Croak is a snark-filled, humour-laden refreshing take on soul reaping and death imagery in every warped way possible. Meet Lex – a rebelious teen forced to spend the summer with her uncle as punishment for her rash of inexcusable behaviour. Aside from being a farmer with a reputation for being notoriously obscure and affinity to that of a hermit, she barely knew Uncle Mort. Lexington soon learned that Uncle Mort is a ‘harverster’ of a different crop altogether and the town of Croak with a tiny population of 85 people, hides a world beyond anything she could ever imagined. Absurdity abounds, hilarity ensues as Lex navigates her way around small town Creepsville, USA while figuring out what unprecedented reaping abilities she apparently has according to her twisted, morbid Uncle.

This book was a lot of fun! The incredibly funny ensemble of characters just about eclipsed the plot line for me. I had to fight the urge to skip all the soul harvesting and just read the parts where the degenerate of the society chillaxed and drank copious amount of their own version of Crunk juice (elixir + unknown substance). Uncle Mort is just…wrong in so many levels. He’s the cool uncle but you can’t trust him to babysit your kids. Not that he’d abuse them or anything but let’s just say they’ll be on a steady diet of Doritos and frozen pizza for the duration of their stay. Seriously, even the bit part characters here gave me a chuckle or two.

The absurdity factor in this book is through the roof. There’s the invertebrate harbinger of deaths – jellyfishes, the roomful of black widow spiders who harbour some deep affectionate love for Driggs and vice versa and holy freaking crap! The hallway/lounge where everyone in the Afterlife hangs out is like a daycare for dead presidents, literary geniuses and celebrities. Hilarious banters, childish pranks and EDGAR ALLAN POE. Win.

But not everything is roses and rainbows. I have some minor grievances. First, Drigg’s confession (?) about his true feelings for Lex didn’t really match up with the way he treated her throughout the book. I don’t know. Maybe it’s in his character to (A) punch the girl he liked simply because she punched him first – that’s very school playground antics, by the way or (B) act like he wasn’t jonesing for the girl the whole time. As much as I love their bickering and bantering, I swear they needled each other like siblings and as such, I couldn’t see a love match between the two. But hey, Driggs with all his apathetic bravado still managed to pull the sweet card from time to time. He grew on me like a fungus in the dark recesses of the forest.

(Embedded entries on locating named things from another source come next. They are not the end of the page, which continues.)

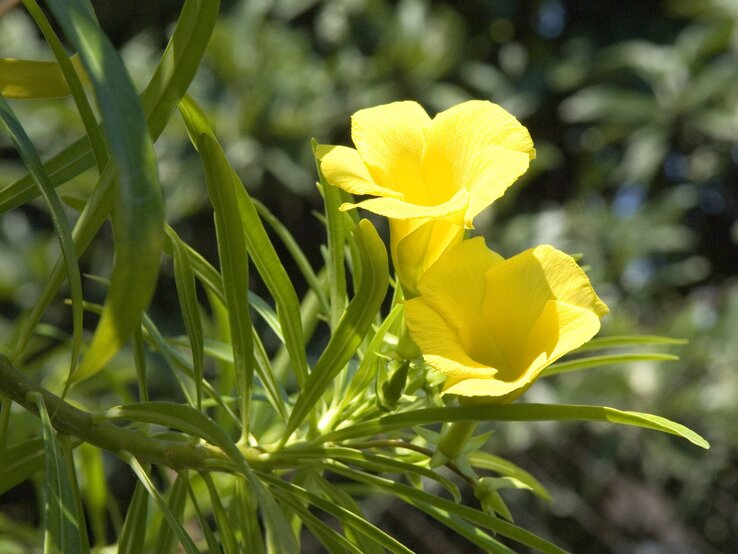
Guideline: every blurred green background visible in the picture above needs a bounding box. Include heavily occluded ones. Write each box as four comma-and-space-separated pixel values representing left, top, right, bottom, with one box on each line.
0, 0, 738, 554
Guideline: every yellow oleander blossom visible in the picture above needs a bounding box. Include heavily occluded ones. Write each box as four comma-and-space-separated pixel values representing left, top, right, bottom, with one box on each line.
405, 237, 608, 402
318, 100, 535, 297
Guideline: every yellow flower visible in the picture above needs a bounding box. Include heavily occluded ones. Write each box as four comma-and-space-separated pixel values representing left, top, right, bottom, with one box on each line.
318, 100, 535, 296
405, 237, 608, 402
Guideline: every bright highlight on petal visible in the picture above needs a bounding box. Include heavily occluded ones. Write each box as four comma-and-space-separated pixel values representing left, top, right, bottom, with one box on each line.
318, 100, 535, 297
405, 237, 608, 402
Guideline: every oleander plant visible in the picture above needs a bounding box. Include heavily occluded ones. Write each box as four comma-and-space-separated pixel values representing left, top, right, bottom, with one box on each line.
0, 0, 709, 554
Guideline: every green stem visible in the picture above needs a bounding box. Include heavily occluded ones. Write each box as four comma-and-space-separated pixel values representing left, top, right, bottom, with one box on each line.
431, 421, 479, 467
0, 355, 227, 470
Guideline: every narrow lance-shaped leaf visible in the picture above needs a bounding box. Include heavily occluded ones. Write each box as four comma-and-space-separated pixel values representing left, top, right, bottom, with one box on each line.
317, 404, 710, 448
0, 0, 220, 213
35, 394, 89, 554
260, 474, 413, 554
167, 225, 205, 409
121, 452, 199, 554
0, 97, 83, 384
23, 0, 108, 171
197, 134, 254, 438
0, 54, 86, 99
48, 0, 164, 380
252, 199, 328, 311
324, 463, 566, 554
282, 219, 389, 444
180, 96, 308, 386
311, 139, 346, 328
541, 352, 679, 377
153, 470, 187, 554
118, 481, 149, 554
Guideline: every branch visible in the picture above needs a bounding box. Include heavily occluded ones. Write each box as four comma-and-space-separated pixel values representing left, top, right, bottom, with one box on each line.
0, 354, 228, 470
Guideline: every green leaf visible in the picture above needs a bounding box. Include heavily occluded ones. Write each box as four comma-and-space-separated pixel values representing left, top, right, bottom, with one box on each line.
311, 139, 346, 329
143, 314, 240, 426
118, 481, 149, 554
23, 0, 108, 171
48, 0, 164, 380
0, 54, 85, 99
126, 452, 199, 554
0, 439, 44, 495
337, 304, 402, 413
167, 227, 205, 409
180, 97, 307, 386
317, 404, 710, 448
574, 335, 687, 353
200, 473, 239, 554
197, 134, 254, 437
154, 470, 187, 554
413, 501, 515, 554
164, 222, 225, 306
469, 451, 551, 502
251, 198, 328, 313
282, 219, 389, 444
0, 97, 83, 384
34, 393, 90, 554
254, 474, 300, 554
259, 473, 413, 554
183, 474, 221, 554
274, 489, 364, 554
306, 471, 384, 554
77, 443, 108, 545
105, 401, 246, 473
0, 0, 220, 212
541, 352, 679, 377
314, 447, 461, 502
324, 463, 565, 554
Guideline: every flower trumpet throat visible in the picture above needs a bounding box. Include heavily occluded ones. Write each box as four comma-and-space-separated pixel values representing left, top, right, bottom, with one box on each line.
318, 100, 535, 297
405, 237, 608, 402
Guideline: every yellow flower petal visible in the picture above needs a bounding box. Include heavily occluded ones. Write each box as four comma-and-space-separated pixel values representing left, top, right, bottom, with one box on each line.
408, 237, 504, 350
340, 185, 469, 220
464, 145, 530, 225
390, 219, 464, 298
443, 378, 530, 396
351, 101, 430, 204
405, 298, 495, 377
316, 145, 402, 198
406, 238, 607, 402
532, 244, 609, 316
423, 100, 535, 223
524, 300, 600, 370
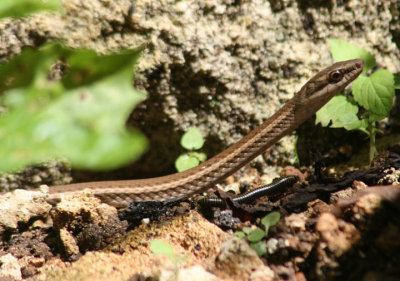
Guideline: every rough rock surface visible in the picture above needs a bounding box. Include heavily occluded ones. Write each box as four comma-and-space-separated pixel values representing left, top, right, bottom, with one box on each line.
0, 189, 51, 235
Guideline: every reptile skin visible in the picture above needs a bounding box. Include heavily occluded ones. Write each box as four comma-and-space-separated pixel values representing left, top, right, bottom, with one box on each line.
48, 59, 364, 207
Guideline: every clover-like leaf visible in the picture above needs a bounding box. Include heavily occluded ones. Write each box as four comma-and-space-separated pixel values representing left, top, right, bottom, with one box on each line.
329, 39, 376, 73
181, 128, 204, 150
315, 95, 367, 133
352, 69, 394, 121
247, 227, 265, 242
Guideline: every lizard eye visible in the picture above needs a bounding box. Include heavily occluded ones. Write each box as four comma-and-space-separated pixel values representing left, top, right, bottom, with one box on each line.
328, 70, 343, 83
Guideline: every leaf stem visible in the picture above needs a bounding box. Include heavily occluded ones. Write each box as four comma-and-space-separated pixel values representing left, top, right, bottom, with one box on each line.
368, 122, 376, 165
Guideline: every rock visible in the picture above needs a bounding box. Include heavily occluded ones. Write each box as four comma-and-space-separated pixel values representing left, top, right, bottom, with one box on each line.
0, 254, 22, 281
51, 191, 127, 258
215, 237, 274, 280
0, 188, 51, 235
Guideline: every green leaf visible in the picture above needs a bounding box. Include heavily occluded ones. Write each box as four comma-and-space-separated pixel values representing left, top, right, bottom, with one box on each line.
0, 45, 147, 171
181, 128, 204, 150
242, 226, 253, 235
394, 72, 400, 90
233, 231, 246, 239
247, 227, 265, 242
261, 212, 281, 227
352, 69, 394, 120
261, 212, 281, 236
0, 0, 62, 18
250, 241, 267, 257
329, 39, 376, 73
315, 95, 367, 132
150, 239, 176, 261
175, 153, 200, 172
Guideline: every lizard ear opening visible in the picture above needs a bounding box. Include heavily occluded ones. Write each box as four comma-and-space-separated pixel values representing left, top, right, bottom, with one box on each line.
328, 69, 343, 83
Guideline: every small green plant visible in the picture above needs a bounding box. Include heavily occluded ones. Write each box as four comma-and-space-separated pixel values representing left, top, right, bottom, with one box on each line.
150, 239, 186, 280
175, 128, 207, 172
234, 212, 281, 257
316, 40, 400, 162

I also had a bit of a hard time taking the story seriously. But in this case, I think it’s a good thing. Death is not a funny business but Damico sure as hell missed that memo. Based on her novel, Gina Damico is one hilarious, twisted lady that I’d pay to hang with. Please pass on the message.

Overall, this highly entertaining novel will have you laughing your ass off, wishing you lived in Croak, wishing you were dead hanging with my man, E.A.Poe, and cringing at some of the obscure ways people meet their Maker.